La tradition de l’Aïd El Kébir veut que chaque famille musulmane achète un mouton, et l’égorge ou le fasse égorger selon le rituel. Rien de plus simple en apparence, depuis des siècles. Mais les sociétés évoluent, et les exigences en termes de sécurité alimentaire ne cessent de croître : il en va de l’Aïd comme des fêtes de village, les normes d’hygiène et les exigences des services vétérinaires imposent de repenser les pratiques traditionnelles.

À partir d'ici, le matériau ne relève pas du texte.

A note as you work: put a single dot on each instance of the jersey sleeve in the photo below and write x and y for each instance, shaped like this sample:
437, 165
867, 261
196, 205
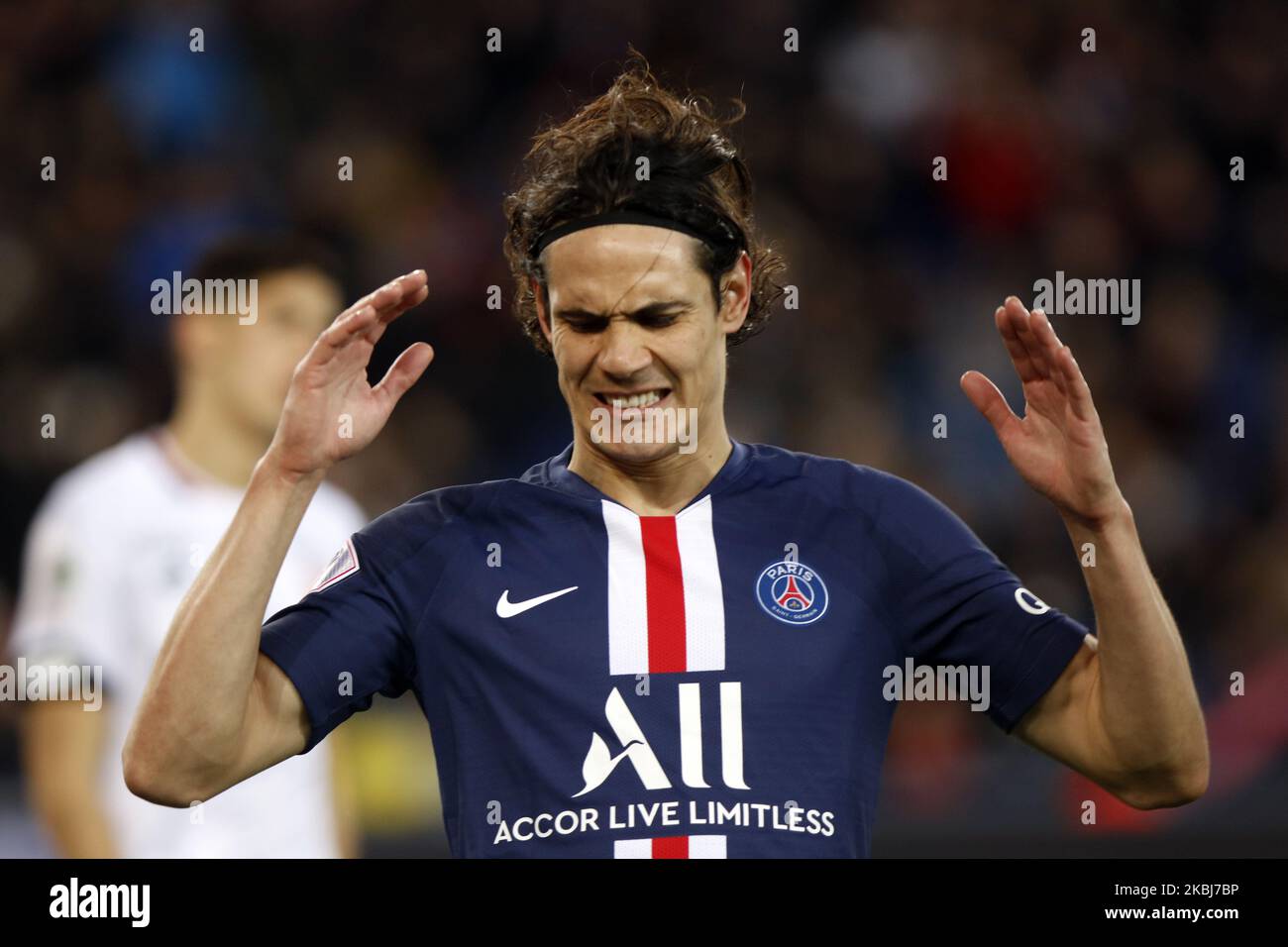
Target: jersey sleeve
351, 637
954, 603
68, 603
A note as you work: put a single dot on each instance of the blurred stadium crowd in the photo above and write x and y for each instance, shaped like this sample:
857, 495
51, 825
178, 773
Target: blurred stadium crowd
1113, 163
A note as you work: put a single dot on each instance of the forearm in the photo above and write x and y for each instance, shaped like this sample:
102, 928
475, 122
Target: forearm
193, 712
1144, 699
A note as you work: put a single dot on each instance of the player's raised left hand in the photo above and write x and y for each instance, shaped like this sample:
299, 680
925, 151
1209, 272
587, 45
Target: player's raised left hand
1059, 446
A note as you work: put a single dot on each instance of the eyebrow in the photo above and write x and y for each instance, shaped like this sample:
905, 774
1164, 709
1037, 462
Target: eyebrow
651, 309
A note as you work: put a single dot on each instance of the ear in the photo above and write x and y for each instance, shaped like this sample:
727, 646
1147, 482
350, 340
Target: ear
735, 295
542, 318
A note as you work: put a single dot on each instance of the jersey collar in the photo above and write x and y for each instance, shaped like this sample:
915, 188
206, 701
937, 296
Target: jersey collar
558, 475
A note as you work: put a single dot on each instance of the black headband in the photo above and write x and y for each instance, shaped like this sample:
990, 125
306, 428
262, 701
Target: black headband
617, 217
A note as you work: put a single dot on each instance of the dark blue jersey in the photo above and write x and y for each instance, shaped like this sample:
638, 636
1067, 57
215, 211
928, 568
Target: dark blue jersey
717, 684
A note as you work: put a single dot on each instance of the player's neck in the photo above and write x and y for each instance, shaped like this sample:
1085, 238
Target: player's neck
214, 444
656, 488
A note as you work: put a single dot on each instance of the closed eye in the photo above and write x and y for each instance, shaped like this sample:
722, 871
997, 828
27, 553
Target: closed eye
655, 316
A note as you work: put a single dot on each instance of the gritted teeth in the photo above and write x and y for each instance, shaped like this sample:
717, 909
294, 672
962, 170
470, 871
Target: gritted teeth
640, 399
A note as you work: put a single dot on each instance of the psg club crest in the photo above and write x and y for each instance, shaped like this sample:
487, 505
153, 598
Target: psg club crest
793, 592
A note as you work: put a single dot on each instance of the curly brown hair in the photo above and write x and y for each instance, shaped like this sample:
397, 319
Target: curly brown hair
587, 166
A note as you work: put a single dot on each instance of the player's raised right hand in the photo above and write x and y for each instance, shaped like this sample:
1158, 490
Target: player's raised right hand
331, 411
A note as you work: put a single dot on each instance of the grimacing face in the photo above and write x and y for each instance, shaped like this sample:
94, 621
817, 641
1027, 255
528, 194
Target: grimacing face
249, 368
634, 329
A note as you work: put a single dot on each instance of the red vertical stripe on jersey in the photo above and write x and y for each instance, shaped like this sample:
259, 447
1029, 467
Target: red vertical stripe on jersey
664, 582
675, 847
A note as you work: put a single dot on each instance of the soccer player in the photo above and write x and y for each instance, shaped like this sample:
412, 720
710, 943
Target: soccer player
116, 544
645, 647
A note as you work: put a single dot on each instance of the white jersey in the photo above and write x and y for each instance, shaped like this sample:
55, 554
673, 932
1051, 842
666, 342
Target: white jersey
110, 554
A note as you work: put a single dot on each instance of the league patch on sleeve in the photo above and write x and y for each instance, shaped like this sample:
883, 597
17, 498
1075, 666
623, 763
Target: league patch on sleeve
343, 564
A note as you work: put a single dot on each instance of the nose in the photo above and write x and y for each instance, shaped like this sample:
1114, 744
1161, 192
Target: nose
622, 352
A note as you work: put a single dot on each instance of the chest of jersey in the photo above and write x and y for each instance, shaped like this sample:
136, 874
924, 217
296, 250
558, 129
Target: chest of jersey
627, 684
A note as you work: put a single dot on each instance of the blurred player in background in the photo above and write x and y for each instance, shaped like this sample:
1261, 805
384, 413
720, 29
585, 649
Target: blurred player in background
724, 612
119, 540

Or, sans même parler des problèmes de transport et de quarantaine, face au pic de demandes le jour J (les trois jours de la fête, plus exactement), les abattoirs ne peuvent pas suivre. De plus en plus, se montent donc des abattoirs temporaires, mais leurs coûts sont élevés et pratiquement impossibles à rentabiliser. Le financement de ces structures est un problème récurrent, et si parfois des solutions locales fonctionnent, trop souvent l’argent provient de partenaires douteux (Frères Musulmans, Arabie Saoudite, Qatar, Milli Gorüs, Turquie, Tabligh….) qui en profitent pour accroître leur emprise.
Grand n’importe quoi
En outre, la demande est telle que ces structures sont notoirement insuffisantes. On peut raisonnablement estimer que les structures aux normes (permanentes ou temporaires) ne voient passer que 20% au maximum des bêtes abattues pour l’Aïd (si l’on se base sur le nombre et le poids des carcasses ramassées par les services de la voirie là où il n’existe aucun abattoir officiel). Le reste se fait au mieux assez proprement dans des fermes, au pire n’importe comment dans des caves ou sur les terrains de sport au pied des immeubles. En termes d’ambiance, selon les communes et les quartiers, cela va de la fête joyeuse et sympathique entre familles et voisins, à l’hystérie collective où le comportement inutilement brutal envers les bêtes tient du sadisme, et l’implication des enfants dans l’abattage relève de l’accoutumance à la cruauté. Nombre d’associations cultuelles ou culturelles locales cherchent des solutions, et tentent d’organiser le tout avec les moyens du bord.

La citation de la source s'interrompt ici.